Friday, August 6, 2010: 8:40 AM
407, David L Lawrence Convention Center
Heather G. McGray, Ecology and Evolutionary Biology, University of California, Irvine, Irvine, CA and Katharine N. Suding, Environmental Science, Policy & Management, University of California at Berkeley, Berkeley, CA
Background/Question/Methods
Genetic diversity is a form of biodiversity that is predicted to affect population success via two ecological mechanisms. Complementarity effects occur when increased diversity decreases intra-specific competition and increases resource partitioning while sampling effects occur when increased diversity increases the chance a population contains a highly functioning or productive genotype. Our objective was to examine the relative importance of these two mechanisms in driving positive genetic diversity effects in invasive species populations in different environments.

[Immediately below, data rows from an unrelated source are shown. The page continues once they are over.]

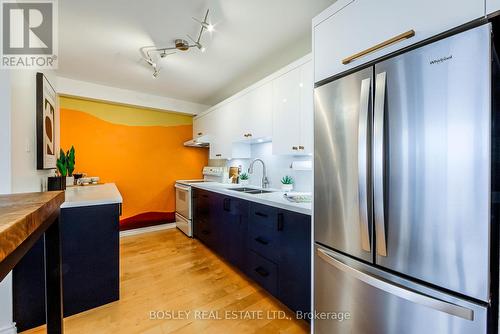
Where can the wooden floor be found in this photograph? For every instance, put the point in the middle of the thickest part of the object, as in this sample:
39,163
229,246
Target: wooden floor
167,272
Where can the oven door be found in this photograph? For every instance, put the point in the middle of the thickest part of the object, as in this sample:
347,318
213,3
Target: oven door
183,200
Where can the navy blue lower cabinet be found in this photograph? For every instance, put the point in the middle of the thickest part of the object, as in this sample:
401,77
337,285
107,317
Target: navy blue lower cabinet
234,230
90,249
295,260
270,245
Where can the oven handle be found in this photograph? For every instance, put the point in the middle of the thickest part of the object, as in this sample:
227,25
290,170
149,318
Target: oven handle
181,187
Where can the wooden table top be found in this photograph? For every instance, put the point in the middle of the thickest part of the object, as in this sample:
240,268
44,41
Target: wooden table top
22,214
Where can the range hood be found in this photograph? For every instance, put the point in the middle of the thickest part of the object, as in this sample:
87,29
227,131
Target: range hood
198,142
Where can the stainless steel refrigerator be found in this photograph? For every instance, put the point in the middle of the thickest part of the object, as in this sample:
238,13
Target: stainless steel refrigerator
402,192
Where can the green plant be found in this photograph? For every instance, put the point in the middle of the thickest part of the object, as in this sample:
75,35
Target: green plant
62,164
70,161
287,180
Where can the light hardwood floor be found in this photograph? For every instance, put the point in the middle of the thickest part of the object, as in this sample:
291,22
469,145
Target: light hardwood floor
166,271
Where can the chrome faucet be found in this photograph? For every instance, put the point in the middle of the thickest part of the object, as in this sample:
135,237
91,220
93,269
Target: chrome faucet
265,181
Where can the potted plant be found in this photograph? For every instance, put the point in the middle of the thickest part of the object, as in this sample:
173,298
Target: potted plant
70,164
287,183
244,178
66,165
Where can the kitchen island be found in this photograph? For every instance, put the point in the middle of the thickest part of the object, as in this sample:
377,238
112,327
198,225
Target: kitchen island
89,223
24,218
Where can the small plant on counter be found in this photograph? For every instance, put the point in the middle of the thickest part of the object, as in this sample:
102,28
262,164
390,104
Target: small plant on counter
244,178
287,183
70,161
62,164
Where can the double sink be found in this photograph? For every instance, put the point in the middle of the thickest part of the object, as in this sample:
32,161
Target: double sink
252,191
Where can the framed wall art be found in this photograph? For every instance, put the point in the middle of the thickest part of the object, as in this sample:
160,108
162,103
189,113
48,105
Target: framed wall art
47,123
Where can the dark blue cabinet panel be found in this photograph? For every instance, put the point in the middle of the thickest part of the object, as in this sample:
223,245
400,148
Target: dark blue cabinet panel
90,265
271,245
295,261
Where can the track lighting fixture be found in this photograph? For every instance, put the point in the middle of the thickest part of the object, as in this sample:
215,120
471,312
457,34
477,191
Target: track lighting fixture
179,45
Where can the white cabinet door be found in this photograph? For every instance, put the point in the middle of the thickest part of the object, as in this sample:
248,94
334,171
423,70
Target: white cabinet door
221,140
253,112
306,108
492,6
203,125
363,24
286,113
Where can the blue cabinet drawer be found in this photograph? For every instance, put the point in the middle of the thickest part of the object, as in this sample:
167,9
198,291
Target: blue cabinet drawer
264,242
264,272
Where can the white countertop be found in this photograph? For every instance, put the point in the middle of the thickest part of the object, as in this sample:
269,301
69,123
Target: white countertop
274,198
92,195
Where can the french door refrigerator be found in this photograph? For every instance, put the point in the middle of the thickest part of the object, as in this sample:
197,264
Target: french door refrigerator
402,193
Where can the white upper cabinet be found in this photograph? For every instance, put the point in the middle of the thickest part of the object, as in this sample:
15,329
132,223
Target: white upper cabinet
203,125
349,27
221,141
492,6
293,111
254,114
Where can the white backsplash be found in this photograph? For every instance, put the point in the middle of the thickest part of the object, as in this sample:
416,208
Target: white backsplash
277,166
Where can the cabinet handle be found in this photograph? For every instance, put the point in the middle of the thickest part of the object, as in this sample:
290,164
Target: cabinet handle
260,214
227,204
281,219
261,241
395,39
261,271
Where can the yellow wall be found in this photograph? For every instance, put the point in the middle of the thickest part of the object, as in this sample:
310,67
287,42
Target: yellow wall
141,150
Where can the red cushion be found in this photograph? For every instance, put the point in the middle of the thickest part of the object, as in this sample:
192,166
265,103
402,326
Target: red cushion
146,219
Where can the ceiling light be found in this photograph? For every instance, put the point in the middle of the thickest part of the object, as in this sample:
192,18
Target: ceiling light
179,44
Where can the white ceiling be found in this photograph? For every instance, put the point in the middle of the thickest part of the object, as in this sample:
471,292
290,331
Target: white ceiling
100,41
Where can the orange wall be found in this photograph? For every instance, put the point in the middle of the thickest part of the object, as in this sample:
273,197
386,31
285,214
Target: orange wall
143,161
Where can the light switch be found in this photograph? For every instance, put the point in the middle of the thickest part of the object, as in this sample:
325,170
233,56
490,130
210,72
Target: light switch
28,145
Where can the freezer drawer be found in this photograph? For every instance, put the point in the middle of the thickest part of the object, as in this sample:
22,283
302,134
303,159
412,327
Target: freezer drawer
431,159
377,302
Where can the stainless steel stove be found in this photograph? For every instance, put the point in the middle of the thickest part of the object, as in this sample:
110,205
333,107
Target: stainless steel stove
183,202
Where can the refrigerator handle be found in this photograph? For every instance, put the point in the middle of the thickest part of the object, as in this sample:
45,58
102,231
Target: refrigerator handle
364,105
397,290
378,163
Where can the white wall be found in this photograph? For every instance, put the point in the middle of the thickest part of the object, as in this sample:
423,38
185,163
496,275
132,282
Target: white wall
76,88
277,166
25,176
6,325
18,171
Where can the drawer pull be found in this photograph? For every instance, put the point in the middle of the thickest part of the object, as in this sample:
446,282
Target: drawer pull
395,39
280,221
261,241
261,271
227,204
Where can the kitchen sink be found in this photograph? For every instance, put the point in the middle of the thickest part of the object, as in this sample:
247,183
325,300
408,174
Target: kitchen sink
251,190
258,191
244,189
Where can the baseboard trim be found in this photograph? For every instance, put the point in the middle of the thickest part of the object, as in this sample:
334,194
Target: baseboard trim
12,329
144,230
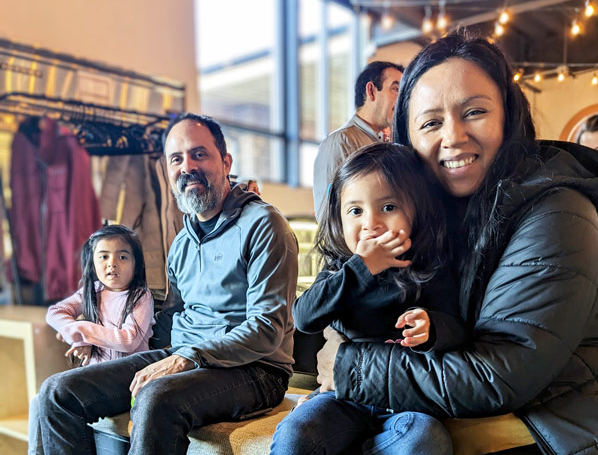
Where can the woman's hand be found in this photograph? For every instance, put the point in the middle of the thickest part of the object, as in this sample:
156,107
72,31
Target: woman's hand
170,365
380,253
83,353
326,357
419,321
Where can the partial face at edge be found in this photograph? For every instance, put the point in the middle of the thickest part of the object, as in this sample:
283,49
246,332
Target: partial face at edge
114,263
369,208
196,170
386,97
589,139
456,123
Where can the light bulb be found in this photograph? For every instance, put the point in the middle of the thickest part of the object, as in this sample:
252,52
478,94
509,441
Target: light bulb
499,30
387,21
427,26
517,76
504,17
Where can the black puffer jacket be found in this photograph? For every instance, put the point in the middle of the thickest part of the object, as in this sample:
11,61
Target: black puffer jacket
534,346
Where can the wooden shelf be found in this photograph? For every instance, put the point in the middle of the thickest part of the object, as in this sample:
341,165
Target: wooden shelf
29,353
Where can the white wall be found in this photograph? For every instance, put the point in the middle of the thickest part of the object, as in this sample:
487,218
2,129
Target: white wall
153,37
559,102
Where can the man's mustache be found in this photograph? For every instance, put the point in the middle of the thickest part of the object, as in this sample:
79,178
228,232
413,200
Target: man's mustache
188,179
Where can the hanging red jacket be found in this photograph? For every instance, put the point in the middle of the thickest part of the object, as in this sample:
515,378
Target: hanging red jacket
54,207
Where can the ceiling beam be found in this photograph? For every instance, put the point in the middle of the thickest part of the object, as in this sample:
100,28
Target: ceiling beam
407,34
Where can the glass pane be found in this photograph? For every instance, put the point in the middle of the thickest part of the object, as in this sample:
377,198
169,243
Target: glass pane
307,156
236,61
309,61
255,156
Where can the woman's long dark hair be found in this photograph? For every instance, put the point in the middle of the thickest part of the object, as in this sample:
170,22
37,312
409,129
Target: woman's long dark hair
137,287
410,182
512,161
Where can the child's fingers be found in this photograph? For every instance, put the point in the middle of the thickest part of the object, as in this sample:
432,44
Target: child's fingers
410,342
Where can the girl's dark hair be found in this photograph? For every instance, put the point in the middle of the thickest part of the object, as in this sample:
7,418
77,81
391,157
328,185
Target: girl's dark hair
482,220
410,182
589,126
137,287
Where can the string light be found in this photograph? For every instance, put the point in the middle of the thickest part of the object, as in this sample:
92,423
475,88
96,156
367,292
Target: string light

We directly manipulated the genetic diversity of populations of an annual invasive grass (Avena barbata) and grew populations in different soil resource environments to test the following hypotheses: 1) Increasing genetic diversity increases population success and 2) resource environment will influence the relative strengths of the ecological mechanisms (complementarity and sampling) that promote the population success through genetic diversity. Populations of 80 individuals were assembled to contain 1, 2, 4 or 8 genotypes and were grown under spatially homogenous (high or low) and spatially heterogeneous (high and low) soil resource environments. Survivorship, biomass, seed production, and effects on native species growth were measured to assess population success. The relative strengths of ecological mechanisms contributing to genetic diversity effects were assessed using an additive partition model.
Results/Conclusions
We found significant positive genetic diversity effects on population seed production (a direct measure of population fitness) indicating that increases in genetic diversity could impact the abundance and spread of invasive species via increased propagule pressure. Complementarity effects were generally positive and significantly increased with increasing genetic diversity in all environments. Sampling effects were generally negative, small in magnitude, and did not significantly change with increasing genetic diversity. Complementarity effects did not differ between homogeneous and heterogeneous resource environments indicating that genotypes did not partition resources spatially. However, increased variation in flowering time among genotypes within a population positively correlated with seed production suggesting that genotypes may partition resources temporally through differential timing of flowering and seed production. Increasing genetic diversity had no effect on survivorship or biomass of Avena or native species, indicating genetic diversity may not impact competition between invasive populations and native communities. These results suggest that temporal trait differences between individual genotypes allow for increased resource partitioning in genetically diverse populations, which may increase invasion success via increased propagule pressure.